Un traité de libre-échange resté en suspens au Sénat
Par exemple, si la loi devait contraindre les exploitants de cuivre à adopter des procédés industriels moins gourmands en eau, les exploitants seraient en droit d’exiger de l’État chilien le remboursement des frais supplémentaires engendrés par ces nouvelles réglementations. Une autre clause prévoit que les litiges ne se régleraient pas devant les tribunaux du pays mais devant des juridictions arbitrales, c’est-à-dire via un jugement privé.
La ratification de ce fameux traité a déjà recueilli l’approbation des députés, y compris ceux du centre-gauche (Parti démocrate-chrétien et Parti socialiste). Mais c’était en avril 2019. Entre-temps, l’explosion sociale est passée par là. Alors le projet est resté bloqué au Sénat.
Juan Sutil, le président de la Confederacion de la produccion y del comercio (CPC), vient d’exiger que ce traité soit voté immédiatement. Le président Piñera peut imposer un vote au Sénat ; c’est dans ses attributions, mais il n’est pas sûr d’obtenir la majorité. S’il ne prend pas ce risque, le président Boric aura toute latitude pour enterrer ce traité. Il reste encore deux mois à Piñera pour tenter quelques manœuvres. Leur issue est incertaine : la puissante victoire de la gauche, le 19 décembre 2021, a bouleversé les rapports de forces.

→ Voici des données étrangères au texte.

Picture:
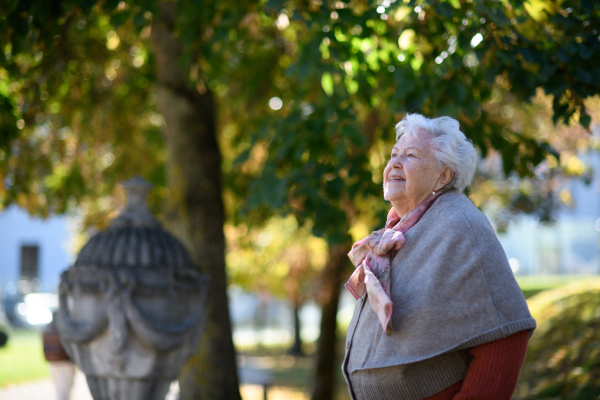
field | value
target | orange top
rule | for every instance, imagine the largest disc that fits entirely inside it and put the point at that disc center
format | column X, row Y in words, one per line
column 493, row 371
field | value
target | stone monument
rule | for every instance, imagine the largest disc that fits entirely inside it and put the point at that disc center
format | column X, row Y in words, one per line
column 132, row 305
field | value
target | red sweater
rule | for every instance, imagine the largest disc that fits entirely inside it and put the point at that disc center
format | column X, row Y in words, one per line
column 493, row 371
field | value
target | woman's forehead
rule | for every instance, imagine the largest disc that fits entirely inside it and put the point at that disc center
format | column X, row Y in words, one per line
column 420, row 141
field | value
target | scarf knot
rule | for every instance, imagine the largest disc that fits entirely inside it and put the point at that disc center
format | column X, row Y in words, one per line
column 372, row 256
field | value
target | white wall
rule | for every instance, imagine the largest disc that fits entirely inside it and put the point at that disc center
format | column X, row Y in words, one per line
column 572, row 244
column 17, row 228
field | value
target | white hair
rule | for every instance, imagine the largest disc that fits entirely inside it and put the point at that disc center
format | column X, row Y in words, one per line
column 451, row 148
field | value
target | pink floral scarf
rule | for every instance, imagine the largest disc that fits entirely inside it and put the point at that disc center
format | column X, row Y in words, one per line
column 372, row 257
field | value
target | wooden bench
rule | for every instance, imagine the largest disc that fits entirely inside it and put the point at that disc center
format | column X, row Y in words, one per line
column 256, row 376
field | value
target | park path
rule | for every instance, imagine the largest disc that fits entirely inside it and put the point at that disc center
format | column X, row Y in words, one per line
column 44, row 390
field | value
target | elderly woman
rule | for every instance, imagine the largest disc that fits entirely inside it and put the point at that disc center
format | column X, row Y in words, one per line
column 439, row 314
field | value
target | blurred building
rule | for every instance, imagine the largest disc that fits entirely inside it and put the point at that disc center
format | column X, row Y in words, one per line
column 571, row 245
column 34, row 253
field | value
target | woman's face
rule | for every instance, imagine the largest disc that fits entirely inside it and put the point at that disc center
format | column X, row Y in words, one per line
column 412, row 172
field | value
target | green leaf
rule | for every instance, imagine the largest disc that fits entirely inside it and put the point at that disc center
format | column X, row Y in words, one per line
column 327, row 83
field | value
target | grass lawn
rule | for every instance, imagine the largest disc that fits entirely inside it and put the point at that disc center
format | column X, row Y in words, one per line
column 22, row 359
column 534, row 284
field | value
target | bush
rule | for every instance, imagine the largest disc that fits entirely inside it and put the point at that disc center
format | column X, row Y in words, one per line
column 563, row 358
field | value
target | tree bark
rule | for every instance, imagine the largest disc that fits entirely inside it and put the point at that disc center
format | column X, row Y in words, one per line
column 296, row 349
column 326, row 356
column 195, row 211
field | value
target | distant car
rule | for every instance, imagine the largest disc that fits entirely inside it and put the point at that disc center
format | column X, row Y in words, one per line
column 35, row 309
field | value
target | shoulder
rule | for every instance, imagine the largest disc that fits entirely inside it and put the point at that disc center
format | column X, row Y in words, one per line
column 454, row 211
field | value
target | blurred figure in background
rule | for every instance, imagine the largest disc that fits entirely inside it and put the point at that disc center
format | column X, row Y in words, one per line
column 62, row 368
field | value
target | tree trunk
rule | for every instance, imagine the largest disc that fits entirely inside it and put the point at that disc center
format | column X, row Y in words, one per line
column 296, row 349
column 195, row 210
column 326, row 358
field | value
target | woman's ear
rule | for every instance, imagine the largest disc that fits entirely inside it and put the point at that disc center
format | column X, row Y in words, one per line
column 446, row 176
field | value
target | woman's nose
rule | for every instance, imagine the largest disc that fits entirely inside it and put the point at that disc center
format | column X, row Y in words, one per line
column 396, row 162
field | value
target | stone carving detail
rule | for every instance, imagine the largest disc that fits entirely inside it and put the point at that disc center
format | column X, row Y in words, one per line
column 132, row 305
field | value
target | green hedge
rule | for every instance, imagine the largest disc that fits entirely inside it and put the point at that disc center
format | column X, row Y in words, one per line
column 563, row 358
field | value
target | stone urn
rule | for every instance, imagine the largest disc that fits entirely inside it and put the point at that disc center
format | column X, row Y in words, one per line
column 132, row 305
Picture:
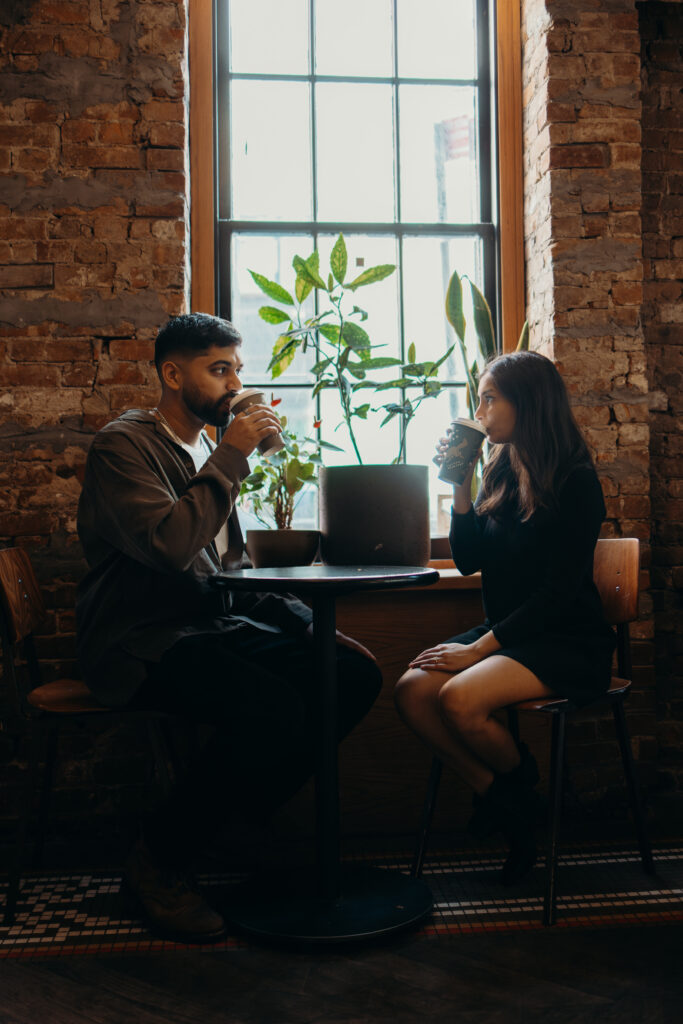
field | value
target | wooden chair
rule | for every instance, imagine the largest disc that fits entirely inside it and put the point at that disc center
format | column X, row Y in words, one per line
column 45, row 707
column 615, row 569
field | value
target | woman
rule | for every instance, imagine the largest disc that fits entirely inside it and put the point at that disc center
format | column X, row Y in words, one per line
column 532, row 535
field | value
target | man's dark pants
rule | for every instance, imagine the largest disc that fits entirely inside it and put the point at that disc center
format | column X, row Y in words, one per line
column 260, row 691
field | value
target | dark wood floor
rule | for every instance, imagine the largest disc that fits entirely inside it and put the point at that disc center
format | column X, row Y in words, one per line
column 555, row 976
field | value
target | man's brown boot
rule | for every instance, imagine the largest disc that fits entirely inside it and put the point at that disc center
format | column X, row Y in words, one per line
column 172, row 906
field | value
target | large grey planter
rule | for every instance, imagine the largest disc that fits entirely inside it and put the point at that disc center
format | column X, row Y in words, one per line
column 374, row 515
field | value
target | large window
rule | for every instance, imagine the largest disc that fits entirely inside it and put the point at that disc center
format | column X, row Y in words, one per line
column 374, row 119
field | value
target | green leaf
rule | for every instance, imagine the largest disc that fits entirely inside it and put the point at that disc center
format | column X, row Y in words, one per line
column 308, row 270
column 372, row 274
column 302, row 289
column 379, row 363
column 354, row 336
column 339, row 260
column 284, row 351
column 272, row 315
column 483, row 324
column 272, row 289
column 386, row 385
column 454, row 305
column 331, row 332
column 325, row 382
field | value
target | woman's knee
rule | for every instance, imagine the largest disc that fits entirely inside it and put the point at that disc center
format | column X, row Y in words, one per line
column 460, row 707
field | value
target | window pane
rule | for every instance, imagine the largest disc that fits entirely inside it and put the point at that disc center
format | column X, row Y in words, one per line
column 428, row 264
column 270, row 151
column 355, row 174
column 436, row 39
column 269, row 36
column 376, row 445
column 355, row 39
column 271, row 256
column 438, row 166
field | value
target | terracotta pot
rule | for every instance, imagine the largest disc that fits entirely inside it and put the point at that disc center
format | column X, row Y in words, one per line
column 374, row 515
column 273, row 548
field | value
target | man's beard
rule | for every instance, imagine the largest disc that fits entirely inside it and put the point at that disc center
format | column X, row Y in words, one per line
column 214, row 413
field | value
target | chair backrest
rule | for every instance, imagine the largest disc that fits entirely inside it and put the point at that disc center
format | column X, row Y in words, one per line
column 616, row 571
column 19, row 594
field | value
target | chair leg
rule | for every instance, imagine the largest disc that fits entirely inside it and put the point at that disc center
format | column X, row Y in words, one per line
column 52, row 740
column 161, row 755
column 23, row 824
column 427, row 814
column 632, row 783
column 556, row 779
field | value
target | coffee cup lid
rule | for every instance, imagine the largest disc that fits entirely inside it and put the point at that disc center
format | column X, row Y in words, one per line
column 246, row 392
column 470, row 423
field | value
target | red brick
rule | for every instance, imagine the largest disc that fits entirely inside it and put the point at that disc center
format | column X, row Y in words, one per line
column 579, row 156
column 27, row 275
column 166, row 160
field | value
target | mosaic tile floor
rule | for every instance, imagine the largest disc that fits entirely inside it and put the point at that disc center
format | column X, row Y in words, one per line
column 598, row 885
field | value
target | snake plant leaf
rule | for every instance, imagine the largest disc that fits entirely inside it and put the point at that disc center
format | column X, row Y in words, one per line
column 284, row 351
column 483, row 324
column 272, row 315
column 454, row 305
column 354, row 336
column 522, row 344
column 272, row 289
column 371, row 274
column 339, row 260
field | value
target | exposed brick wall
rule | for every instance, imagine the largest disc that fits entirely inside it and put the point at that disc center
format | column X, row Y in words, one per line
column 662, row 32
column 585, row 269
column 93, row 257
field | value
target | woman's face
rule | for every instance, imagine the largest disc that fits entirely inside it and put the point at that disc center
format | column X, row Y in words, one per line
column 496, row 414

« VITRAIL DE JUSTICE » PHOTO AGENCIA UNO |
Code pénal en chantier. Parmi les projets que présente au dernier moment le président chilien sortant de droite, Sebastian Piñera, pour mettre quelques obstacles juridiques à son successeur, il y a la trame d’un nouveau Code pénal. Le texte actuel date de 1874. S’il est créé à juste titre des délits comme la cybercriminalité, cette réforme est surtout ancrée dans le tout-répressif. Piñera veut des peines plus fortes qu’aujourd’hui et qui soient « effectives » contre la délinquance. Les délits et peines pour «terrorisme » sont multipliées et alourdies : c’est clairement le mouvement social et les luttes des indigènes des Mapuches qui sont dans la ligne de mire.